U wilt de asymmetrie nog vergroten door minimaal een van de twee Vlaamse Brusselse ministers op te nemen in de Vlaamse regering?
Vuye: Kijk, de Vlaamse regering heeft verplicht één Brusselaar in haar gelederen, en de Brusselse regering telt wettelijk twee Vlaamse ministers. In ons model verdwijnt een van die drie ministers, omdat één Brusselse Vlaming zowel deel zal uitmaken van de Brusselse als van de Vlaamse regering. Op die manier creëer je een sterke band tussen de Brusselse Vlamingen en de Vlaamse regering. De Brusselse dossiers komen echt op tafel in de Vlaamse regering, en Vlaanderen krijgt ook echt een vinger in de pap.
Wouters: Bovendien zal die Brusselse Vlaming met zijn dubbele pet ook in het Vlaams Parlement aan de tand kunnen worden gevoeld.
Vuye: Vlaanderen kan dit model overigens meteen invoeren, zonder staatshervorming. In 2002-2003, na het ontslag van Bert Anciaux uit de Vlaamse regering, heeft Guy Vanhengel die dubbele ministerrol al even vervuld.
Voor de in Brussel verkozen parlementsleden voor het Brussels en het Vlaams Parlement wilt u terug naar de situatie van vóór 2001, toen de eerste zes verkozenen voor het Brussels Parlement ook zitting hadden in het Vlaams Parlement.
Wouters: In 2001 is besloten om de Brusselaars voor het Vlaams Parlement apart te laten verkiezen. De enige reden daarvoor was het aantal verkozenen artificieel op te drijven. Maar zo gaat er veel knowhow verloren.

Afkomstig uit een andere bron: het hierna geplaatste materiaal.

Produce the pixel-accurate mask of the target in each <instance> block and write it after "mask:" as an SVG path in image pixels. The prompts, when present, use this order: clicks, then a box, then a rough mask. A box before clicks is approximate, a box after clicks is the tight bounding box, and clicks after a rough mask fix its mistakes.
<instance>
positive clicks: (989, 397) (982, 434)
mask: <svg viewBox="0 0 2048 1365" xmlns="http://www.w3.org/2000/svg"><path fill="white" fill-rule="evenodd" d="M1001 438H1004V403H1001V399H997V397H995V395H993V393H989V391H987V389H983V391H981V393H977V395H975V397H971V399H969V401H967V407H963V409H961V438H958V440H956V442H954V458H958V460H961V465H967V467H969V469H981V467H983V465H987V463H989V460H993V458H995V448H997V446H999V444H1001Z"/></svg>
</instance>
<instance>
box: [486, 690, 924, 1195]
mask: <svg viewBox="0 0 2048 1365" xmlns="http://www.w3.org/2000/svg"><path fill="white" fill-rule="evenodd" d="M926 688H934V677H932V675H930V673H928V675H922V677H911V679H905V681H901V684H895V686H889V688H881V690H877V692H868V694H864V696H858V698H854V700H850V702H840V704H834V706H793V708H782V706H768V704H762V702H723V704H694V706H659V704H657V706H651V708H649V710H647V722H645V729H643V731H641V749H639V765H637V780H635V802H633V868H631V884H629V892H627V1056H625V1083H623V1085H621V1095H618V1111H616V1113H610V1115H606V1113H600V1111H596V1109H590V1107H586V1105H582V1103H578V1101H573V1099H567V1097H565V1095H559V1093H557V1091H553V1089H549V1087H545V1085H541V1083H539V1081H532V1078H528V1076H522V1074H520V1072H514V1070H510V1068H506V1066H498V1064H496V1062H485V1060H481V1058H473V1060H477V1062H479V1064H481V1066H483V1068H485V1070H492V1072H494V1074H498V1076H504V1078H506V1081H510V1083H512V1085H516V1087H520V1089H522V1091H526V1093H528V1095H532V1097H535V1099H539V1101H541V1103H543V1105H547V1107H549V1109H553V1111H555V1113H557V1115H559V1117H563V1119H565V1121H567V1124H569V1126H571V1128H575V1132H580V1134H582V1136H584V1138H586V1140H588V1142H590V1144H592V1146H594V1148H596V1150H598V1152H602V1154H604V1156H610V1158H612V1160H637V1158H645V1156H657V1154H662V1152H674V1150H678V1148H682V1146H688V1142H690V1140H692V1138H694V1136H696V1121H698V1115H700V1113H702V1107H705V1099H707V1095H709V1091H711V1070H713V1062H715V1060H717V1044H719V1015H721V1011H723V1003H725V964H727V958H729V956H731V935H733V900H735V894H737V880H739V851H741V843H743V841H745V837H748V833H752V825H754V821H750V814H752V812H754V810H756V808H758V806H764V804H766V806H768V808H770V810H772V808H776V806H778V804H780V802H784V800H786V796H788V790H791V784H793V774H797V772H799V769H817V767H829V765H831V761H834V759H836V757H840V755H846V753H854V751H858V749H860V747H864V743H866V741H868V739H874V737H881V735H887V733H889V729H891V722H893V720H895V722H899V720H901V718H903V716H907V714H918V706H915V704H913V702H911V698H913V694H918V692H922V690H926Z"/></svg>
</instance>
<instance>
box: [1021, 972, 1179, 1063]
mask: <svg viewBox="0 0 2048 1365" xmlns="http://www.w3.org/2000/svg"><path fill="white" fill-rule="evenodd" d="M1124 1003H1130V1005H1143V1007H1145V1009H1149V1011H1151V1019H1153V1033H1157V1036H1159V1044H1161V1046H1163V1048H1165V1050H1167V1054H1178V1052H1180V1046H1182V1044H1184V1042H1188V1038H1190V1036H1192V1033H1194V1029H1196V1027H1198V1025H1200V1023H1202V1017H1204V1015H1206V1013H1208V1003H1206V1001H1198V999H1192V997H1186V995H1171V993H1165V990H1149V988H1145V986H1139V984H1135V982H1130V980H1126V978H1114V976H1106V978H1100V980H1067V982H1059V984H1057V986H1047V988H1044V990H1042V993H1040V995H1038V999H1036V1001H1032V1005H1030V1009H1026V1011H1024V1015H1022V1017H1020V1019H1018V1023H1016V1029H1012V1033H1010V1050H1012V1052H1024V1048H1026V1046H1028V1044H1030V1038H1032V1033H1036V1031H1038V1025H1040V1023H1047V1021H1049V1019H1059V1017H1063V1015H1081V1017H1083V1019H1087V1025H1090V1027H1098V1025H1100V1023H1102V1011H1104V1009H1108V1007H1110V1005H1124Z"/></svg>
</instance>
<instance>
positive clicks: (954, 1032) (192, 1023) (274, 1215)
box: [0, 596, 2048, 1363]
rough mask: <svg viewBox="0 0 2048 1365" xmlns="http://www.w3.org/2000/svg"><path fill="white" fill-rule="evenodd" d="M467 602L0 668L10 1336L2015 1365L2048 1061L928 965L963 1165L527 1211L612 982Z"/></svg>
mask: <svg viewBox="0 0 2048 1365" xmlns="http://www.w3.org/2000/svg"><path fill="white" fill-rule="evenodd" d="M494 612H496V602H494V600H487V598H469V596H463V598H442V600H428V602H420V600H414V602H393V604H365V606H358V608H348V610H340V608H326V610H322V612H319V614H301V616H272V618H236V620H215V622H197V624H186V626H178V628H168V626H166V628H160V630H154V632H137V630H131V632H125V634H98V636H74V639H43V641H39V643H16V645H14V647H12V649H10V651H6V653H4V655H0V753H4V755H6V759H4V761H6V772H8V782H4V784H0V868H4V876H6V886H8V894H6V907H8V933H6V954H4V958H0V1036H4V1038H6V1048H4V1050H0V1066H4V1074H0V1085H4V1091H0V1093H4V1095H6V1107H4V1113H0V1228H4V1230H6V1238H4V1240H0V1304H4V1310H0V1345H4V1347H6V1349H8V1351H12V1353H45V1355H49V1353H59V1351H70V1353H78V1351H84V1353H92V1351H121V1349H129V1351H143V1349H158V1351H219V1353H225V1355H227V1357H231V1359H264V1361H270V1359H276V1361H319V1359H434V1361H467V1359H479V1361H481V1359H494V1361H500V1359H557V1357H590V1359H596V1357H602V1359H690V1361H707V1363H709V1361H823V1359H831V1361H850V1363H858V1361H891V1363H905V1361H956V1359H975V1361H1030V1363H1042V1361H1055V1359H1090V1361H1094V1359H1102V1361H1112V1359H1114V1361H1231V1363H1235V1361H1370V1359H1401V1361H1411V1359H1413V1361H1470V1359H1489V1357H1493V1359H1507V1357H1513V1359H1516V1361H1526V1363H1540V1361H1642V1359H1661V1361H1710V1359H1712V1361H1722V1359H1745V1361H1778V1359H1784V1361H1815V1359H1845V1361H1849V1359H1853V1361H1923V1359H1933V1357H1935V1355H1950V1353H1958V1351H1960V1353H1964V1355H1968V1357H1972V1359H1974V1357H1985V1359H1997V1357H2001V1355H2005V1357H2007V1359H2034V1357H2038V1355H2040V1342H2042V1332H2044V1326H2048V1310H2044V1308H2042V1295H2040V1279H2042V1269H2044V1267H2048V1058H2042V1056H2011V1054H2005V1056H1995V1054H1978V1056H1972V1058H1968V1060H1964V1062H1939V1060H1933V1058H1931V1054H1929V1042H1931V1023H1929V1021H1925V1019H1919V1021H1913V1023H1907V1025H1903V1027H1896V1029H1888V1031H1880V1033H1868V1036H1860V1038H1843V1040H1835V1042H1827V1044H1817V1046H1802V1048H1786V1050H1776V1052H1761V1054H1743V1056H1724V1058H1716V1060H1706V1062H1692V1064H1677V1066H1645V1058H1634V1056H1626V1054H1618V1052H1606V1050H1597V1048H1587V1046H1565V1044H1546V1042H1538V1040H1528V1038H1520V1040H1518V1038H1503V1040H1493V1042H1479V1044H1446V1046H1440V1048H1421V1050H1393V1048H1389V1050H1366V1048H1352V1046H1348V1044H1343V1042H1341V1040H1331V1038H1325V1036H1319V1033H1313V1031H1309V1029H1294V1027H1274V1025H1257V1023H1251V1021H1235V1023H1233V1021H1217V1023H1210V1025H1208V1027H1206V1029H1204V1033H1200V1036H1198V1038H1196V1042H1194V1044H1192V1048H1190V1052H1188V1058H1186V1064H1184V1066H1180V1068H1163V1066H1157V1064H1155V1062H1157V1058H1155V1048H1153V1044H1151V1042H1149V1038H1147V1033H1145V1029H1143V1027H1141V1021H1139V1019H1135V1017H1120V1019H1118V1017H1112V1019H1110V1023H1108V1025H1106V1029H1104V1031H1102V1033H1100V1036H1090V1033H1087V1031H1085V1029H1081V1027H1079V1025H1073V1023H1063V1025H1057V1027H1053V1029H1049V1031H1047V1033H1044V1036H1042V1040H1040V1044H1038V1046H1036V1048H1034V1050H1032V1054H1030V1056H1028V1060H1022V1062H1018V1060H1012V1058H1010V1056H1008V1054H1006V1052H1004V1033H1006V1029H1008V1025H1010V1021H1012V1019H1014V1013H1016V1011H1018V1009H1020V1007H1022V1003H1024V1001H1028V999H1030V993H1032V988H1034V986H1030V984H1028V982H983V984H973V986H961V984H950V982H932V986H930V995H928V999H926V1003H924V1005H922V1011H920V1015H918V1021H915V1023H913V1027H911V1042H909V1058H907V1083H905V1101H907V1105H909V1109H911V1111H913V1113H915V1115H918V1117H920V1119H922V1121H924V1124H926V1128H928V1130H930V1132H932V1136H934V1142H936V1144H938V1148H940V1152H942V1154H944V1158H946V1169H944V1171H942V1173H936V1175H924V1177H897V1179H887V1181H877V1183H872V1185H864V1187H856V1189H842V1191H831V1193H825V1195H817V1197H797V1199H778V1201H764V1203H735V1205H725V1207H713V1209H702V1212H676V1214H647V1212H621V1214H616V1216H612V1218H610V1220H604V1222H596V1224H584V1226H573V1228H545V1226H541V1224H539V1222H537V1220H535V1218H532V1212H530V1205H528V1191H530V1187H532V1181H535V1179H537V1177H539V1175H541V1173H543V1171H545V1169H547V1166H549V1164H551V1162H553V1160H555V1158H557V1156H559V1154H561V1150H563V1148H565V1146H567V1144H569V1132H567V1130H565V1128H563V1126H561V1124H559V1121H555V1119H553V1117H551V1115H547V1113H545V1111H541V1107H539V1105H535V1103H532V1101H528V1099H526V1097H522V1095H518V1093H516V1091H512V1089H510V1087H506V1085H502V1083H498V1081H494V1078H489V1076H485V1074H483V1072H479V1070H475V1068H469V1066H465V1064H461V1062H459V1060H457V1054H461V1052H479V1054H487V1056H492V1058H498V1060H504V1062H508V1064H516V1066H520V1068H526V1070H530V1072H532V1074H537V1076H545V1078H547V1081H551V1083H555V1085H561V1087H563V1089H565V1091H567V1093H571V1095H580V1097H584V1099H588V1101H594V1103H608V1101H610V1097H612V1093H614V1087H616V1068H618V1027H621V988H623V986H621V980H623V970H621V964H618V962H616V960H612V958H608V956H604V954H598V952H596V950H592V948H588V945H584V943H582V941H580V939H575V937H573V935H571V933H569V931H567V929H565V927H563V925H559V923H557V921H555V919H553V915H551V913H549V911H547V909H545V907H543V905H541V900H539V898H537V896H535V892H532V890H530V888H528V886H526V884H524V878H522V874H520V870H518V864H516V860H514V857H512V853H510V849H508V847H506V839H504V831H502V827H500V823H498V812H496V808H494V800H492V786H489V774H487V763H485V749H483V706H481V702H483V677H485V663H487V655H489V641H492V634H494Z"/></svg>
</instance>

De Vlaamse Brusselaars in het Vlaams en in het Brussels Parlement opereren volledig los van elkaar. Je moet er juist voor zorgen dat ze in Brussel weten wat er in Vlaanderen gebeurt en omgekeerd. Maar het belangrijkste punt uit ons voorstel is toch het instellen van een institutionele band tussen Vlaanderen en Brussel op regeringsniveau.
Want zo staat Vlaanderen sterker in Brussel?
Vuye: Ja, en dat is volgens ons ook de enige manier om de democratische legitimiteit van de Vlaamse vertegenwoordiging – gegarandeerd zeventien Brusselse parlementsleden, en pariteit op regeringsniveau en in de GGC – in Brussel te rechtvaardigen. Je zit daar met een verhouding van negentig procent Franstaligen en tien procent Vlamingen. Partijen zoals SP.A, Open VLD en Groen, die pleiten voor ‘Brussel aan de Brusselaars’ en die de band met Vlaanderen willen doorknippen, beseffen niet dat ze de tak afzagen waarop ze zitten. Het dringt kennelijk niet door hoe minoritair de Vlamingen binnen Brussel zijn.
Met die redenering treedt u de Franstaligen volledig bij.
Wouters: Wij weten ook wel dat er in Brussel 104 talen worden gesproken. Maar zolang Brussel de hoofdstad is van België en van Vlaanderen, staat het bestuur ervan los van de bevolkingssamenstelling.
Is de bescherming van de Vlamingen in Brussel niet gewoon het spiegelbeeld van de bescherming van de Franstaligen op federaal niveau?
Vuye: Dat wordt vaak gezegd, maar die vergelijking gaat niet op. Binnen België heb je het over zestig procent Vlamingen tegenover veertig procent Franstaligen. Binnen Brussel kunnen de Brusselse Vlamingen, met hun aandeel van tien procent in de Brusselse bevolking, hooguit een minderheidsbescherming claimen. Dat betekent concreet misschien één minister en een paar parlementsleden, maar zeker geen pariteit in de Brusselse regering of in de GGC. Daarom is het zo belangrijk om de institutionele banden te versterken.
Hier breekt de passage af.